Naturalmente questo discorso non è stato mai recepito da nessun partito e ancor di più da chi si propone, da anni, di mandare a casa tutti i vecchi partiti per realizzare la democrazia di base!

Secondo questa “ideologia”, la democrazia di base si realizza riunendo quattro gatti che decidono un programma e dopo averlo sbandierato su vari palcoscenici, si nominano dei candidati, si fa firmare a questi un impegno scritto e così se vengono confermati dal “popolo piegato a 90 gradi”, vengono imbeccati di volta in volta come votare e agire in Parlamento. 

Dovevamo aspettare il ventunesimo secolo per veder realizzata l’essenza della democrazia!? Dal “teatro dei burattini” ci sono giunte, dopo venticinque secoli, le regole per l’attuazione della democrazia. Comunque dopo la parte “destruens” occorre correttamente quella “costruens”, altrimenti ci allineiamo al coro dei logorroici che criticano tutto senza proporre nulla di concreto.

Per primo la democrazia diretta o della base presuppone un impegno diretto e un costante coinvolgimento dei cittadini; quindi affinché il potere rimanga sempre al popolo, deve essere quest’ultimo ad autoconvocarsi, nelle singole comunità della nazione (vedi Comitati di quartiere o zonali), con spazi e attrezzature disposte dallo Stato, per discutere, individuare i problemi e definire soluzioni di massima.

Seconda fase: da questi “Comitati”, organizzati autonomamente o anche dai partiti, si deve passare alle cosiddette “primarie”, per individuare i candidati di quei Comitati, per tutte le tipologie di elezioni da quelle amministrative a quelle politiche. A questo punto le candidature devono essere sostenute da un numero predefinito di firme che sottendono impegni ben precisi ed esclusivi con quegli elettori. I candidati devono essere individuati esclusivamente tra coloro che sono residenti nell’ambito del collegio elettorale.
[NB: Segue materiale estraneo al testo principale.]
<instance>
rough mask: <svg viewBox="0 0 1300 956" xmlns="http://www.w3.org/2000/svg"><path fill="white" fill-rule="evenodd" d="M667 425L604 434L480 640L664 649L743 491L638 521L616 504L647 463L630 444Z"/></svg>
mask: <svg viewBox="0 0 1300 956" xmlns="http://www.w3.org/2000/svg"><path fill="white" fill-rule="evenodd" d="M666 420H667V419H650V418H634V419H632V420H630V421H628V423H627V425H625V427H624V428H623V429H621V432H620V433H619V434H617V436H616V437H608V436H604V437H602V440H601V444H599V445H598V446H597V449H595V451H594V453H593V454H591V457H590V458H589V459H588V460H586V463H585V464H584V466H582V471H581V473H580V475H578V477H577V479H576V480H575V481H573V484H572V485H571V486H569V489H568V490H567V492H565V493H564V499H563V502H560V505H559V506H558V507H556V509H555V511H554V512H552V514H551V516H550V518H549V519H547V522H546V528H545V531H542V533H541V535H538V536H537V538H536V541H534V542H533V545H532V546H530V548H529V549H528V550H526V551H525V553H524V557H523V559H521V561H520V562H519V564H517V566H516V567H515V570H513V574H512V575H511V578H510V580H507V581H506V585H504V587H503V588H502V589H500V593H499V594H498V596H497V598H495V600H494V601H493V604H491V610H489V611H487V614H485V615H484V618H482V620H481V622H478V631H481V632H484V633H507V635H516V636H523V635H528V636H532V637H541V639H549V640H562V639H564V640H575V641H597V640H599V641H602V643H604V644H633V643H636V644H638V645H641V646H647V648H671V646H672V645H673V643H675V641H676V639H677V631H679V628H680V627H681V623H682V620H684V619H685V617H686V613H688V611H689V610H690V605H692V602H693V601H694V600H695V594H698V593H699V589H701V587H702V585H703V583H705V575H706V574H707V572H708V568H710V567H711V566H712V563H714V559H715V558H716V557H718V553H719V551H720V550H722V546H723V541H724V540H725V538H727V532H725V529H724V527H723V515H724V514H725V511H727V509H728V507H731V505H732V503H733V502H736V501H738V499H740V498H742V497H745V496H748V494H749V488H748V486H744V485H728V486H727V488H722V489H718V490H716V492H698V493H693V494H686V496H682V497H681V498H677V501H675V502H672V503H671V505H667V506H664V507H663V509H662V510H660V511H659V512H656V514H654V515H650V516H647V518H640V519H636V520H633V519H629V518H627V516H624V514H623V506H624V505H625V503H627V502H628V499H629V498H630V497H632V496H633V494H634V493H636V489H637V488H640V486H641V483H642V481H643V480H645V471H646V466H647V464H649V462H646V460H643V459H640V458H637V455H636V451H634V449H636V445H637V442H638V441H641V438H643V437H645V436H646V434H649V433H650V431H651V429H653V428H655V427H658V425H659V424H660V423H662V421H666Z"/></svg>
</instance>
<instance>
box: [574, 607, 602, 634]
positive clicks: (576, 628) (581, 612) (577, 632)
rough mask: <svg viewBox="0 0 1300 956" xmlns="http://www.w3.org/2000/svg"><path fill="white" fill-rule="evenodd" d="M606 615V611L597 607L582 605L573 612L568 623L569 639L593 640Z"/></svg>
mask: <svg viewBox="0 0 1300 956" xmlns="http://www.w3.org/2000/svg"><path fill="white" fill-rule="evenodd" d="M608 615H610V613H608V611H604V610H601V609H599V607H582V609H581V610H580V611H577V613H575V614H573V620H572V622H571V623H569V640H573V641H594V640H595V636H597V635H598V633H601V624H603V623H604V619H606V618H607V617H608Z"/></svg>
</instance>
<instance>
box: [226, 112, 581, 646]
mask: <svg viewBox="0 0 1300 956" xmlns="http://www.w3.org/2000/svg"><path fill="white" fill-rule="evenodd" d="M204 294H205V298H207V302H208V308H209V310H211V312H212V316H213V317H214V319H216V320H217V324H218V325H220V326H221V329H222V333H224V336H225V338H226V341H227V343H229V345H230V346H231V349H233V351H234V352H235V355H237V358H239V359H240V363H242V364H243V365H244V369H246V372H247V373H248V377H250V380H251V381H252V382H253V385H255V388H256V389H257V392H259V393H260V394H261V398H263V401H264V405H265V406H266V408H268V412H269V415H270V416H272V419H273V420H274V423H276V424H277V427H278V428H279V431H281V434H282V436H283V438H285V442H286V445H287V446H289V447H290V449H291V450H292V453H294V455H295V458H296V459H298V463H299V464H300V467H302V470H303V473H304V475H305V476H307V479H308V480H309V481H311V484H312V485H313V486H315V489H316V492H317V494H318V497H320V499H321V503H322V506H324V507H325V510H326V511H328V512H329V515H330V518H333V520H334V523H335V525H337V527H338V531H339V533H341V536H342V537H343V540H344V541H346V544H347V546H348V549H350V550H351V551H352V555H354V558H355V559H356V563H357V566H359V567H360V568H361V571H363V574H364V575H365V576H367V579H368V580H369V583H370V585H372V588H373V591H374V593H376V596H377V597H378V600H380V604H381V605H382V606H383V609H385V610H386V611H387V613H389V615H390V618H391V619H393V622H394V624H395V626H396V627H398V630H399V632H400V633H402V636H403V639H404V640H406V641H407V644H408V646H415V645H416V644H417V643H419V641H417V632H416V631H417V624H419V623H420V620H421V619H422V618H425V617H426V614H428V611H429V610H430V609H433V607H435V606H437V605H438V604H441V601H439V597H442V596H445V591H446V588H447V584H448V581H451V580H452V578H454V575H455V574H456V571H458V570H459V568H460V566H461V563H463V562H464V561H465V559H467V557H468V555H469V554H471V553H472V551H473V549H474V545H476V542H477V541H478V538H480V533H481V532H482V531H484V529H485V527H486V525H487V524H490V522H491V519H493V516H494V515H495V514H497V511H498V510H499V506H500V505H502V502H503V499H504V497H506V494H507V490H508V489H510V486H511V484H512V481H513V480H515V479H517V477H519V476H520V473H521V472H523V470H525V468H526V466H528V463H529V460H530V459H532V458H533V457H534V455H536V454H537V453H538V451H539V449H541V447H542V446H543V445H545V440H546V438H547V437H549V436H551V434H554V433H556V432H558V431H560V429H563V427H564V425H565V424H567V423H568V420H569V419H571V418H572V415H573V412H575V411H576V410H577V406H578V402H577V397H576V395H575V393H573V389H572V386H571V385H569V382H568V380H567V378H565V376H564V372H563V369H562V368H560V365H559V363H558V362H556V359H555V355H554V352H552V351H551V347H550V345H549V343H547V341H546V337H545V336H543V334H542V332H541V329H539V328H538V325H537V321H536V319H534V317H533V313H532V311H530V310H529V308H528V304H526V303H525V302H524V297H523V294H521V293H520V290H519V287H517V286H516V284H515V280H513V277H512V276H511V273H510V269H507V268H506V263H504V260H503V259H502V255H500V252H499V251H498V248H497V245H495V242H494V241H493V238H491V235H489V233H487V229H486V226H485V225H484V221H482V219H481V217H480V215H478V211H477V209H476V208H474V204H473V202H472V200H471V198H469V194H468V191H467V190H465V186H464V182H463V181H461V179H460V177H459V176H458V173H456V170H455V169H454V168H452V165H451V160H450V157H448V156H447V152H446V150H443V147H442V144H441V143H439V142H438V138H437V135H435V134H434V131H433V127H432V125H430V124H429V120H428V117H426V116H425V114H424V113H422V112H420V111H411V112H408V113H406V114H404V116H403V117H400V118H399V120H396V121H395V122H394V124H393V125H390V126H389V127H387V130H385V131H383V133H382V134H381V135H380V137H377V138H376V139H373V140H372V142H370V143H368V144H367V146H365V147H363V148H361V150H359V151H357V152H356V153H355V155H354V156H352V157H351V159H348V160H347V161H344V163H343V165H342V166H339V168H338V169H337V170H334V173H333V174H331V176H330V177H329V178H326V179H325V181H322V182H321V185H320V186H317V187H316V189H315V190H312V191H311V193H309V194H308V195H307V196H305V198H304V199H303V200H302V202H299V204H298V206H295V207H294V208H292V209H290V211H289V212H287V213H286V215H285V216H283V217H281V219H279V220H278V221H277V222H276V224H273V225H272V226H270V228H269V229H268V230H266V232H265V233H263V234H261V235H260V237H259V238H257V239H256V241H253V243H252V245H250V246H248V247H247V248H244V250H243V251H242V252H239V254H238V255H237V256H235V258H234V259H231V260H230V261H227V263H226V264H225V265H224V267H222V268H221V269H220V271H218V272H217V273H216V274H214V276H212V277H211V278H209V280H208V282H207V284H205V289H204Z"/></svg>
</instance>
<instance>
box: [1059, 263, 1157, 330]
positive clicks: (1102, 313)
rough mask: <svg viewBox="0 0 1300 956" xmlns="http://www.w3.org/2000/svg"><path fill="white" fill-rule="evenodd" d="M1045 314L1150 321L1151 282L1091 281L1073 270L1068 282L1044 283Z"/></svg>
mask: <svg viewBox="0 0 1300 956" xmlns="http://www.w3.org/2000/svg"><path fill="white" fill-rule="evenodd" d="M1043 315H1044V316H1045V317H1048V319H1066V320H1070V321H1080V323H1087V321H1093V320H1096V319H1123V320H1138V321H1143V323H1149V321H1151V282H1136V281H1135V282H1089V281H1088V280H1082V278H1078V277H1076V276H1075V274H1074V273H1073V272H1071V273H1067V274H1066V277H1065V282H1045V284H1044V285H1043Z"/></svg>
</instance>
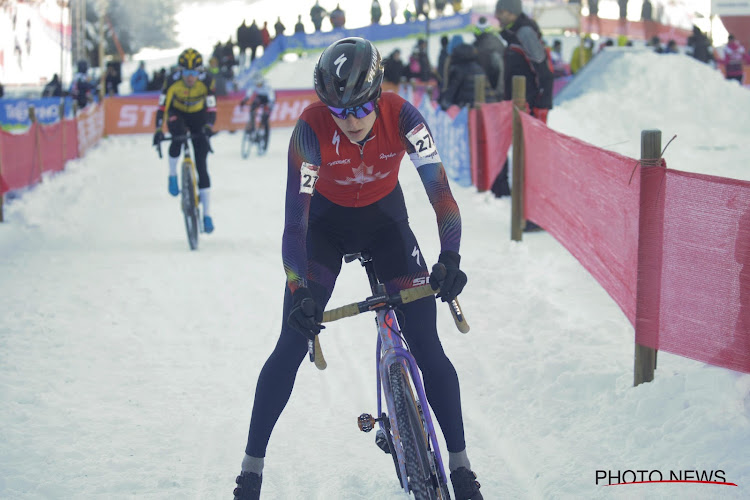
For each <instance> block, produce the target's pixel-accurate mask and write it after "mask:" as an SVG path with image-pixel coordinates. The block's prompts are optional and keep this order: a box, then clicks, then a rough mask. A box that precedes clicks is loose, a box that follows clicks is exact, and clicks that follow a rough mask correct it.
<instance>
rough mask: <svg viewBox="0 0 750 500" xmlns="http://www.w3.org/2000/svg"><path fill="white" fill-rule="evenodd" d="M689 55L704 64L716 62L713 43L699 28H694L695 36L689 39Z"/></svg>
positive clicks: (696, 27)
mask: <svg viewBox="0 0 750 500" xmlns="http://www.w3.org/2000/svg"><path fill="white" fill-rule="evenodd" d="M687 46H688V53H689V54H690V55H691V56H693V57H694V58H696V59H698V60H699V61H700V62H702V63H709V62H711V61H713V60H714V55H713V50H712V48H711V41H710V40H709V39H708V37H707V36H706V34H705V33H703V32H702V31H701V30H700V28H699V27H698V26H693V34H692V35H690V36H689V37H688V39H687Z"/></svg>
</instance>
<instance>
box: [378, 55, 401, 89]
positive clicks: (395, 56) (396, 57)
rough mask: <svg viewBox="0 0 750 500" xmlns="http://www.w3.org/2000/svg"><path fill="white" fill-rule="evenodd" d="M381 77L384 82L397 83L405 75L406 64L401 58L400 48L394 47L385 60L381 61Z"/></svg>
mask: <svg viewBox="0 0 750 500" xmlns="http://www.w3.org/2000/svg"><path fill="white" fill-rule="evenodd" d="M383 68H384V69H383V79H384V80H385V81H386V82H390V83H393V84H395V85H398V84H399V83H401V80H403V79H404V77H405V75H406V66H404V62H403V61H402V60H401V50H400V49H394V50H393V52H391V55H389V56H388V57H387V58H386V59H385V61H383Z"/></svg>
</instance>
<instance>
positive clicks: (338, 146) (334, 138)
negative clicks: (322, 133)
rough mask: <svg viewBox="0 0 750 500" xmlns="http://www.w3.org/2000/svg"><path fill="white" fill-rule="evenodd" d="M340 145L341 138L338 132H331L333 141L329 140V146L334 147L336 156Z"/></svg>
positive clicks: (340, 136)
mask: <svg viewBox="0 0 750 500" xmlns="http://www.w3.org/2000/svg"><path fill="white" fill-rule="evenodd" d="M340 143H341V136H340V135H339V131H338V130H335V131H334V132H333V139H332V140H331V144H333V145H334V146H336V154H339V144H340Z"/></svg>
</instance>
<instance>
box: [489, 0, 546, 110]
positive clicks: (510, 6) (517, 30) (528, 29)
mask: <svg viewBox="0 0 750 500" xmlns="http://www.w3.org/2000/svg"><path fill="white" fill-rule="evenodd" d="M495 15H496V16H497V18H498V20H499V21H500V26H502V29H503V31H502V32H501V35H502V37H503V38H504V39H505V41H506V42H507V43H508V47H507V49H506V50H505V71H504V75H505V99H506V100H510V99H511V98H512V90H513V89H512V88H511V81H512V79H513V77H514V76H517V75H521V76H525V77H526V101H527V103H528V107H529V112H530V113H531V115H532V116H534V117H535V118H538V119H540V120H542V121H543V122H545V123H546V122H547V112H548V111H549V110H550V109H551V108H552V80H553V77H552V71H551V69H550V66H549V62H548V61H547V51H546V50H545V49H544V45H543V44H542V39H541V38H542V37H541V32H540V31H539V26H538V25H537V24H536V22H534V21H533V20H532V19H530V18H529V17H527V16H526V14H524V13H523V10H522V7H521V0H498V2H497V5H496V7H495Z"/></svg>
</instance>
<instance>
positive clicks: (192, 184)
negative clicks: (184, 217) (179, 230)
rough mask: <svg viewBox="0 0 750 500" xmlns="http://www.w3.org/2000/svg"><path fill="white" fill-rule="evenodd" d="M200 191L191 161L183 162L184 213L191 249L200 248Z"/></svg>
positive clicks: (188, 241) (186, 161) (182, 207)
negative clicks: (199, 242) (199, 216)
mask: <svg viewBox="0 0 750 500" xmlns="http://www.w3.org/2000/svg"><path fill="white" fill-rule="evenodd" d="M198 212H199V209H198V193H197V189H196V181H195V173H194V172H193V167H192V164H191V162H190V161H183V162H182V214H183V215H184V217H185V231H186V232H187V237H188V245H190V250H197V249H198V233H199V232H200V226H199V225H198V224H199V223H200V221H199V219H200V218H199V216H198Z"/></svg>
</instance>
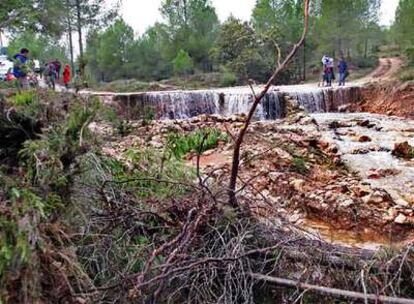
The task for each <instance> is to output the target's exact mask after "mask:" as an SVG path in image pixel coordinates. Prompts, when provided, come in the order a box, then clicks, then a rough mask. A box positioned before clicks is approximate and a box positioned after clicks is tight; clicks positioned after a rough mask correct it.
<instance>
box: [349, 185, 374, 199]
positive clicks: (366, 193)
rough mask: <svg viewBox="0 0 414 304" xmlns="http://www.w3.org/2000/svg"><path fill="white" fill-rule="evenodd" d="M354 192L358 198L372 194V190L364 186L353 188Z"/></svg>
mask: <svg viewBox="0 0 414 304" xmlns="http://www.w3.org/2000/svg"><path fill="white" fill-rule="evenodd" d="M352 192H353V193H354V194H355V196H356V197H364V196H367V195H369V194H371V193H372V190H371V188H369V187H367V186H363V185H357V186H355V187H352Z"/></svg>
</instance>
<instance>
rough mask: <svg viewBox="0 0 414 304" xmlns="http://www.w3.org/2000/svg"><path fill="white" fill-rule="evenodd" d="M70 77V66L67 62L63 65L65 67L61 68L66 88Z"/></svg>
mask: <svg viewBox="0 0 414 304" xmlns="http://www.w3.org/2000/svg"><path fill="white" fill-rule="evenodd" d="M70 77H71V75H70V66H69V64H67V65H65V69H64V70H63V84H64V85H65V88H66V90H68V89H69V82H70Z"/></svg>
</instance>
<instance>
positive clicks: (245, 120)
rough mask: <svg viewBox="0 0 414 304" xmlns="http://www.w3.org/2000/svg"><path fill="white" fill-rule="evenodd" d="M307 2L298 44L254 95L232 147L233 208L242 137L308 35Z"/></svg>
mask: <svg viewBox="0 0 414 304" xmlns="http://www.w3.org/2000/svg"><path fill="white" fill-rule="evenodd" d="M309 1H310V0H305V8H304V27H303V33H302V37H301V38H300V40H299V42H298V43H297V44H295V45H294V46H293V48H292V50H291V52H290V53H289V54H288V55H287V57H286V58H285V60H284V61H283V62H282V63H281V64H280V65H279V64H278V66H277V67H276V69H275V71H274V73H273V75H272V76H271V77H270V78H269V80H268V81H267V83H266V85H265V86H264V88H263V90H262V91H261V92H260V93H259V94H258V95H255V98H254V102H253V105H252V107H251V108H250V111H249V114H248V115H247V118H246V120H245V122H244V125H243V127H242V129H241V130H240V133H239V135H238V137H237V140H236V143H235V145H234V151H233V162H232V169H231V177H230V186H229V202H230V204H231V205H232V206H233V207H237V198H236V186H237V176H238V174H239V163H240V150H241V145H242V144H243V140H244V136H245V135H246V132H247V129H248V128H249V125H250V123H251V120H252V118H253V115H254V113H255V112H256V108H257V106H258V105H259V103H260V102H261V100H262V99H263V97H265V95H266V94H267V92H268V91H269V89H270V87H271V86H272V84H273V81H274V80H275V79H276V77H277V76H278V75H279V74H280V73H281V72H282V71H283V70H284V69H285V68H286V66H287V65H288V63H289V62H290V61H291V60H292V58H293V57H294V56H295V55H296V53H297V51H298V50H299V48H300V47H301V45H302V44H303V42H304V41H305V38H306V35H307V33H308V29H309Z"/></svg>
A tal proposito i rappresentanti devono essere sempre di un numero congruo, e se mai aumentare il loro numero, soprattutto in Parlamento, affinché possa esserci veramente un legame possibile tra elettori ed eletti, quindi, la soglia dei 50.000 elettori per ogni parlamentare eletto è già eccessiva e in ogni qual caso non andrebbe ancora aumentato, riducendo il numero dei parlamentari. Tutt’altra cosa è la riduzione dello stipendio che non dovrebbe mai superare complessivamente i 5.000 euro, riducendo nel contempo gli stipendi faraonici degli impiegati dei due rami del parlamento, riportandoli a quelli dei loro colleghi impiegati statali. Ricordo, ai meno informati, che ogni ramo del parlamento ci costa ogni anno, tra stipendi ai parlamentari e agli impiegati, circa 1 miliardo e 300 milioni di euro. 

Terza fase: le elezioni vere e proprie devono avvenire con il sistema proporzionale, che garantisce le minoranze e contribuisce a mantenere vivo il dialogo sociale e il controllo delle maggioranze. Qualora non dovesse verificarsi, senza premi di maggioranza e altre sofisticherie, una palese maggioranza di voti per un partito o una coalizione, l’unica possibilità concreta, per garantire la governabilità, è il doppio turno che imporrebbe ai due partiti con un numero maggiore di preferenze di andare al ballottaggio, come avviene in Francia e come avviene da noi per le elezioni del Sindaco, nei comuni con una popolazione superiore ai 10.000 abitanti.

Naturalmente i seggi dovrebbero essere distribuiti al partito vincente e in “proporzione” fra tutti coloro che hanno avuto suffragi sufficienti (un due per cento) nel primo e nel secondo turno.

Quarta fase, a metà legislatura, con una sorte di referendum, da realizzarsi con sistemi informatici (rete Web) sottoporre l’azione del governo e di tutti i rappresentanti eletti, all’approvazione o meno degli elettori, per rafforzare ancor di più quel controllo e quel vincolo tra i rappresentanti e i cittadini.

Naturalmente la mia è solo una proposta e non vuol essere, sul cattivo esempio di tanti “strillozzi”, un nuovo vangelo della politica da imporre agli altri, ma bensì un contributo concreto e un invito per la discussione tra noi comuni cittadini.

La novità della mia proposta è quella che ogni decisione deve essere sempre condivisa e discussa tra cittadini informati e mai imposta dall’alto, dopo compromessi e spartizioni tra i vertici dei partiti.